Chapter 3 Levenberg-Marquardt (LM) algorithm

The Levenberg-Marquardt (LM) algorithm is a combination of two optimization techniques: the Gauss-Newton method and the gradient descent method. It is designed to minimize a non-linear least squares problem, often encountered in regression and curve fitting.

The Gauss-Newton method is efficient for problems where the residuals are small and the function can be approximated by a quadratic model. However, the Gauss-Newton method can perform poorly when the function is highly non-linear, or if the initial guess for the parameters is far from the optimal solution.
The gradient descent method is more robust and works well even with large non-linearities, but it may require many iterations to converge, especially when the gradient is very small.

The LM algorithm smoothly interpolates between the two methods. When the current solution is far from the optimal, it behaves more like gradient descent. As the solution improves and the model becomes more linear, the algorithm shifts towards the Gauss-Newton method. This hybrid approach provides the stability of gradient descent and the efficiency of Gauss-Newton.

The LM algorithm can be summarized in the following steps:

Initialization: Choose an initial guess \(\theta_{\text{old}}\) and set the damping factor \(\lambda_0\) to a small positive value.
Iteration: Repeat the following steps until convergence:

Compute the Jacobian matrix \(J\) and the residual vector \(r = y - \hat{y}(\alpha)\).
Compute the Gauss-Newton step with the damping factor:

\[ h_{\text{lm}} = \left( J^T W J + \lambda I \right)^{-1} J^T Wr \]
Update the parameter vector:

\[ \theta_{\text{new}} = \theta_{\text{old}} + h_{\text{lm}} \]
If the new cost function is smaller than the previous one, decrease \(\lambda\); otherwise, increase \(\lambda\).

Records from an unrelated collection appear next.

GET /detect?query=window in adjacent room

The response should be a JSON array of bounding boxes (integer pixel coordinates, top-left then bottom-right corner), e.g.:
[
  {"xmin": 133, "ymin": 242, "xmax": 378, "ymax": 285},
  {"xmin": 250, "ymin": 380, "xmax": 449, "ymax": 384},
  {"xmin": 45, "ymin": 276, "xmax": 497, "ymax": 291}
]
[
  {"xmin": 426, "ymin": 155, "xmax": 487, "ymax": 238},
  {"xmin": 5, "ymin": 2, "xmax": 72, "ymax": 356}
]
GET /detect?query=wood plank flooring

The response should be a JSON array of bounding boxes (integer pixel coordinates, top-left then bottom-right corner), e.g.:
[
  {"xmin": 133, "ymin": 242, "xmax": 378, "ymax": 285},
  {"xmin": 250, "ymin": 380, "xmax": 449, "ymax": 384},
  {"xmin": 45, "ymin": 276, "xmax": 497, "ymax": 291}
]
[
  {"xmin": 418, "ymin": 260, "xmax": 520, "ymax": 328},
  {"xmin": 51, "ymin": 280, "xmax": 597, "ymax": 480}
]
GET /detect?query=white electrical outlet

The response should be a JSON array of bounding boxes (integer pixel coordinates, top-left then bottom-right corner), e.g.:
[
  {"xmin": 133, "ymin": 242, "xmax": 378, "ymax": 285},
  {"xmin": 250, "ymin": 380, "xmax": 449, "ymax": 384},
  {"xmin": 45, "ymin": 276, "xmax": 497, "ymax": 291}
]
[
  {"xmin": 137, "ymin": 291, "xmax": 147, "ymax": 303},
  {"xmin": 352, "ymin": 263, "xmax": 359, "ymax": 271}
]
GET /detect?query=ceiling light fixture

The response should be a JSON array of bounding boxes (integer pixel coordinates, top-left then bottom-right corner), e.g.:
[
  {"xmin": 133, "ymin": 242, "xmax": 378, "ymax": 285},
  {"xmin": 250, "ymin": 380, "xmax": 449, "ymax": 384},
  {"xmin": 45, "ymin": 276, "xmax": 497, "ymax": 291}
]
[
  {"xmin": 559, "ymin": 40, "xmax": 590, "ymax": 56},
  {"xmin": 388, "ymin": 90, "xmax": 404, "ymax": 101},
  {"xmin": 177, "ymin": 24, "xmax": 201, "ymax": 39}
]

Convergence: The algorithm stops when the change in the cost function or the parameter vector is sufficiently small.
Marquardt suggested later to modify the algorithm :

\[ \theta_{\text{new}} = \theta_{\text{old}} + \left( J^T W J + \lambda \ diag(J^TWJ) \right)^{-1} J^T W r \]

3.1 The Damping Factor \(\lambda\)

The damping factor \(\lambda\) adjusts the size of the update step. If the current solution is far from the optimum, a larger \(\lambda\) will force the algorithm to behave more like gradient descent, ensuring a more stable update. Conversely, as the solution improves and the model becomes linear, \(\lambda\) is reduced, and the algorithm behaves more like Gauss-Newton, which converges faster.

The update rule for \(\lambda\) is typically based on the change in the cost function between iterations:

If the new cost function \(\chi^2(\alpha_{\text{new}})\) is smaller than the previous cost function \(\chi^2(\alpha_{\text{old}})\), then reduce \(\lambda\) to speed up convergence.
If the new cost function \(\chi^2(\alpha_{\text{new}})\) is larger than the previous one, increase \(\lambda\) to make the algorithm behave more like gradient descent.

3.2 Advantages of the LM Algorithm

Efficiency: The LM algorithm is more efficient than pure gradient descent when the problem is approximately linear, and more robust than Gauss-Newton for non-linear problems.
Stability: By adjusting the damping factor, the LM algorithm can avoid large updates that could cause divergence, which is a common problem in Gauss-Newton.
Versatility: The LM algorithm is widely used in various applications, including curve fitting, machine learning, and computer vision.